Alternances thérapeutiques
En cas d’allergie à la pénicilline, les alternatives incluent :
- Tétracyclines (doxycycline 100 mg × 2/jour pendant 14 jours)
- Érythromycine (500 mg × 4/jour pendant 14 à 30 jours)
- Azithromycine : alternative plus récente, efficace en dose orale unique (2 g) dans certaines études sur les tréponématoses
Suivi et prise en charge des séquelles
Même après traitement efficace :
- Les troubles pigmentaires et l’atrophie cutanée installés au stade tardif sont souvent irréversibles
- Un suivi sérologique peut être utile pour confirmer la réponse au traitement
- Une prise en charge dermatologique esthétique peut être proposée pour les lésions séquellaires
- Le dépistage et le traitement des contacts familiaux est recommandé
Prévention et santé publique
Mesures préventives individuelles
La prévention repose sur des mesures simples :
- Éviter le contact cutané direct avec les lésions de personnes malades
- Maintenir une hygiène corporelle correcte
- Consulter rapidement en cas de lésion cutanée suspecte
- Respecter le traitement complet pour éviter la dissémination
Stratégies collectives
En zone d’endémie historique, les mesures de santé publique comprennent :
- La surveillance épidémiologique des populations à risque
- Les campagnes de dépistage actif dans les communautés isolées
- Le traitement de masse par pénicilline benzathine dans les villages touchés (stratégie d’éradication)
- L’éducation sanitaire sur l’hygiène et la reconnaissance des lésions
- L’amélioration des conditions socio-économiques et d’accès aux soins
Situation actuelle et perspectives
Grâce aux campagnes d’éradication menées par l’OMS et les ministères de la santé latino-américains depuis les années 1950-1970, la pinta a quasiment disparu.
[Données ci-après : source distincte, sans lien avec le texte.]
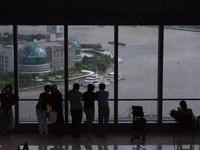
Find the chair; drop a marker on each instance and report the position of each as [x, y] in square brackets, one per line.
[184, 123]
[139, 124]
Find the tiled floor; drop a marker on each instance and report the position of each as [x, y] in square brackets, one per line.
[111, 142]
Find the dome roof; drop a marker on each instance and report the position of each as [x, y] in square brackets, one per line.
[32, 54]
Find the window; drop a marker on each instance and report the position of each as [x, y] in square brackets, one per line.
[138, 53]
[35, 67]
[181, 68]
[89, 50]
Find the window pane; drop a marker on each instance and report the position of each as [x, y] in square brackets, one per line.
[138, 62]
[181, 62]
[91, 57]
[39, 59]
[92, 53]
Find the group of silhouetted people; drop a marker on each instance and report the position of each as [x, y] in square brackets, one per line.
[89, 97]
[51, 99]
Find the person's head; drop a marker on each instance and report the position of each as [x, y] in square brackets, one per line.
[76, 86]
[8, 88]
[90, 87]
[47, 88]
[54, 88]
[102, 86]
[183, 105]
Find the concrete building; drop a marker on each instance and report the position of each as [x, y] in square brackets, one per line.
[33, 59]
[55, 33]
[56, 56]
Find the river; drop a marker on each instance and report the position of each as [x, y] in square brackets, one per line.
[139, 64]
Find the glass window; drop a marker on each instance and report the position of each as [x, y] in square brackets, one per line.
[181, 62]
[35, 60]
[138, 55]
[91, 57]
[137, 79]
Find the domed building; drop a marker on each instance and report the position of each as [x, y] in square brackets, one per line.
[32, 58]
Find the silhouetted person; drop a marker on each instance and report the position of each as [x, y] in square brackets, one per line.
[76, 109]
[41, 109]
[104, 110]
[183, 110]
[89, 98]
[56, 104]
[8, 99]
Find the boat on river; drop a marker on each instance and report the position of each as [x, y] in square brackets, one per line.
[110, 76]
[119, 43]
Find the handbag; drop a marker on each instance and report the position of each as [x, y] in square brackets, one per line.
[52, 116]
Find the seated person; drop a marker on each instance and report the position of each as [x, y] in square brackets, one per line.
[183, 110]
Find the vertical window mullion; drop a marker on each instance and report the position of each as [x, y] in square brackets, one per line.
[160, 72]
[15, 44]
[66, 71]
[116, 74]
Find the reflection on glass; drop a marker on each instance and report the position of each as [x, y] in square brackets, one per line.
[40, 59]
[92, 56]
[181, 62]
[27, 114]
[138, 62]
[125, 110]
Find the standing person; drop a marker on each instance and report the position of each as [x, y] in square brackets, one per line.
[6, 113]
[89, 98]
[41, 110]
[76, 109]
[56, 104]
[104, 110]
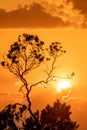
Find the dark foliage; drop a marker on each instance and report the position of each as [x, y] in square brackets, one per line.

Elle figure parmi les maladies candidates à l’éradication mondiale, aux côtés de la variole (déjà éradiquée) et du pian (en cours d’éradication). Cependant, sa persistance possible dans des zones reculées justifie une vigilance maintenue.
En résumé : points clés à retenir sur Treponema carateum
Voici les éléments essentiels à connaître sur cette bactérie et la maladie qu’elle provoque :
- Treponema carateum est une bactérie spirochète responsable de la pinta, une maladie cutanée strictement humaine
- La pinta est la plus bénigne des tréponématoses endémiques, n’atteignant que la peau
- Sa transmission est cutanée non vénérienne, par contact direct avec les lésions
- Elle évolue en trois stades : lésion primaire, pintides disséminées et séquelles pigmentaires
- Les séquelles dépigmentaires définitives constituent la principale complication
- Le diagnostic repose sur le contexte clinique, la microscopie et la sérologie tréponémique
- Le traitement repose sur une dose unique de pénicilline benzathine, très efficace
- La maladie est en voie de disparition, mais reste surveillée par l’OMS
- Toute lésion cutanée chronique inhabituelle, particulièrement chez une personne provenant d’une zone d’endémie, doit faire consulter rapidement
La pinta illustre parfaitement l’importance de la médecine tropicale et des programmes de santé publique dans la lutte contre les maladies infectieuses. Bien que bénigne sur le plan vital, cette tréponématose a longtemps marqué la vie des populations amérindiennes, et son étude reste un modèle de coopération internationale pour l’éradication des maladies infectieuses négligées.